Calvary (2014) / Drama-Comedy
MPAA Rated: R for violent content, sexual references, and language
Running Time: 100 min.
Cast: Brendan Gleeson, Kelly Reilly, Chris O'Dowd, Aiden Gillen, Dylan Moran, Isaach de Bankole, M. Emmet Walsh, Marie-Josee Croze, Domhnall Gleeson, David Wilmot
Director: John Michael McDonagh
Screenplay: John Michael McDonagh
Review published June 26, 2014
John Michael McDonagh (The Guard) scripts and directs this jet black comedy, reuniting with Brendan Gleeson (Edge of Tomorrow, Safe House), whom he worked with in 2011's The Guard, McDonagh's first feature project. Gleeson plays Father James Lavelle, an Irish priest who is threatened in the confessional by one of his flock who claims that he is going to kill him to make a statement regarding his childhood sexual trauma incurred at the hands of another priest. The mysterious man leaves Father James one week to get his affairs in order before he kills him -- on a Sunday! That will send a message for sure, he thinks.

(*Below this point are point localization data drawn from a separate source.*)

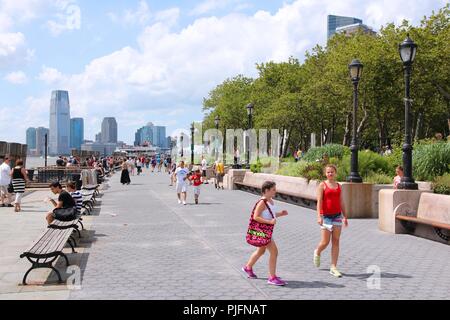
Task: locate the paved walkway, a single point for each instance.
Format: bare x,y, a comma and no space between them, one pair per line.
149,247
143,245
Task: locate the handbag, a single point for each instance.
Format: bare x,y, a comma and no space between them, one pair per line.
10,188
259,234
65,214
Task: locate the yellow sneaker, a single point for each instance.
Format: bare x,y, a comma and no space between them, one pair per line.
335,272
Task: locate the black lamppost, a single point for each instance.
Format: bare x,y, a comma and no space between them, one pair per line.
355,68
407,50
192,143
250,127
217,122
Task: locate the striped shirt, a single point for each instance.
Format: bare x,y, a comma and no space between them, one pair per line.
78,198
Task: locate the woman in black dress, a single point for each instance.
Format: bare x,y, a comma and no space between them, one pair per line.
125,176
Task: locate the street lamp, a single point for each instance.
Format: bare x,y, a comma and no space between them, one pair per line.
250,125
192,143
407,50
217,122
355,68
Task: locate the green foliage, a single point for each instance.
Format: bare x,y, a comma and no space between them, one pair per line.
332,150
378,178
431,160
441,184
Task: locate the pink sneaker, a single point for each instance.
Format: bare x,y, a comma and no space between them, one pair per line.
249,273
276,281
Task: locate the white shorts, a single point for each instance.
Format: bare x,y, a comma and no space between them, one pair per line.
181,187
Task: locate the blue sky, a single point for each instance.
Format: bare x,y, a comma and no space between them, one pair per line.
143,61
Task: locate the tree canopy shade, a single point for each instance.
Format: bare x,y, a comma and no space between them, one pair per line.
316,96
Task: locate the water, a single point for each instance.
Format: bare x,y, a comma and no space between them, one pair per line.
34,162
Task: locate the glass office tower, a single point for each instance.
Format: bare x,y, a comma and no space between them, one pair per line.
59,140
335,22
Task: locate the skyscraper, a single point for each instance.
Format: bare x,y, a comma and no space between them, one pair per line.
109,130
40,140
31,139
59,140
76,133
335,22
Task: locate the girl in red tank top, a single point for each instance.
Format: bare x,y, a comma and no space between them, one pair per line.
331,216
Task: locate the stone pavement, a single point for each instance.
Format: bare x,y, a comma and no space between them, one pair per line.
146,246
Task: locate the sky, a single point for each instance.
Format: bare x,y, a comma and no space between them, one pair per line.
154,61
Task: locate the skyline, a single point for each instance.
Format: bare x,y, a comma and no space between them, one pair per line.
136,60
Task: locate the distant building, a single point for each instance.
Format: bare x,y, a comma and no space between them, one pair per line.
109,130
59,141
353,28
76,133
31,139
334,22
40,140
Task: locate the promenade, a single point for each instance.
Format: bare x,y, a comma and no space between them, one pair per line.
141,244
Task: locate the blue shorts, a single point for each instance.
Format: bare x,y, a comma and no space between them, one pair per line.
331,220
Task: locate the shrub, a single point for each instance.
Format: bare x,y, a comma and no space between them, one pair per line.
395,159
441,184
368,162
378,178
332,150
431,160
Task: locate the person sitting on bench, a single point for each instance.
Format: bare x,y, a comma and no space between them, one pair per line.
65,200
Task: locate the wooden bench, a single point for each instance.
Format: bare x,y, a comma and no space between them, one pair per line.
46,250
433,211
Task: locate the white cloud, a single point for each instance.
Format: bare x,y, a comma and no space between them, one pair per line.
16,77
67,18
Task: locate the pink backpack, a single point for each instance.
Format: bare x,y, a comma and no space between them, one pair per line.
259,234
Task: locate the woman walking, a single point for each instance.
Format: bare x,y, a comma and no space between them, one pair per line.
125,176
331,216
19,178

What follows next is Father James going through his familiar motions, while also trying to figure out why the man he suspects he listened to in the confessional would think to do what he claims he will do, turning the film into a mystery of sorts as the priest talks to a variety of people in the small township in order to put all of the pieces together. Over the course of the next few days, the priest makes quite a few discoveries about the bitter underpinnings of the community he serves, and their lack of adherence to the things he has been preaching, apparently to deaf ears.
Calvary features a solid collection of character actors, who all support an impeccably delivered performance by Brendan Gleeson, one of the best of his esteemed career. It's not flashy, but it is thoroughly well-rounded, and the most powerful moments are the ones in which we can just read the anguish and emotion in his face, as well as his utter disappointment at the lack of integrity in nearly everyone around him.
The blackness of the comedy slowly but surely morphs into a poignant drama, as each day brings the Father closer to the moment in which is is supposed to meet his demise. There's very little that's funny to be found in the film's darker second half, as Lavelle finds that the threats are certainly not idle, as parts of his life that he holds dear begin to disintegrate. Themes run around about how members of the Church who are doing good works are undermined by the few who have committed unspeakable acts, and how the reputation has eroded to the point where even an innocent conversation with a child has her a parent screaming at her to get away from him. It's a world in which religion seems to be losing its foothold in the community, who have begun to either treat the religious figures in their midst with indifference at best, and hostility at worst.
Though the film is a bit on the vulgar and sometimes violent side, McDonagh excels at pulling out some tender and touching moments amid the rough and tough edges that make up the backbone of the main story. One such thread involves the Father connecting with his suicidal daughter visiting from Dublin, Fiona (Reilly, Heaven is for Real), whom he shows much love and compassion for, despite her attempts to commit sins that may result in her unfortunate demise. He also takes time out to console a stranger who has lost her husband, something that often shakes even devout members of the church out of their faith, but his words carry weight in a moment of need.
McDonagh's film features some truly breathtaking scenery, sumptuously photographed by Larry Smith (Austenland), who draws out every bit of the beauty of rural, seaside Ireland in all of its magnificent glory. The framing of the interiors of the Church, pub, and other darker places brings forth a contemplative mood befitting a tale of reflection on the struggles of life and the growing absence of morals and character in a community that no longer feels attached any more. It's an odd place in which one would think would be full of vice and anger, in stark contrast to such amazing beauty and life, with each rollicking wave unable to wash away the pain and inner turmoil that exists for those who feel they haven't much to live or to strive for.
If there's a main theme that runs throughout Calvary it's that the circle of sin is often unbroken, as one sin causes innocents to commit others, and only in the virtue of forgiveness can the circle finally be broken. As the end of the journey draws near, and as we wonder whether it will be the end of Father James as well, McDonagh's style becomes increasingly more existential, to the point where some interesting Western-genre elements even creep in; its High Noon influence can't be denied. While some will find certain elements of the story to go places they'd rather not have seen it go, Calvary emerges as a robust and daring work that intrigues, infuriates, and inspires in almost equal measure. Plus, Gleeson is commanding to watch no matter what situation he walks into, and even if its just to watch an amazing actor at the peak of his powers, Calvary would be worthy of a recommendation.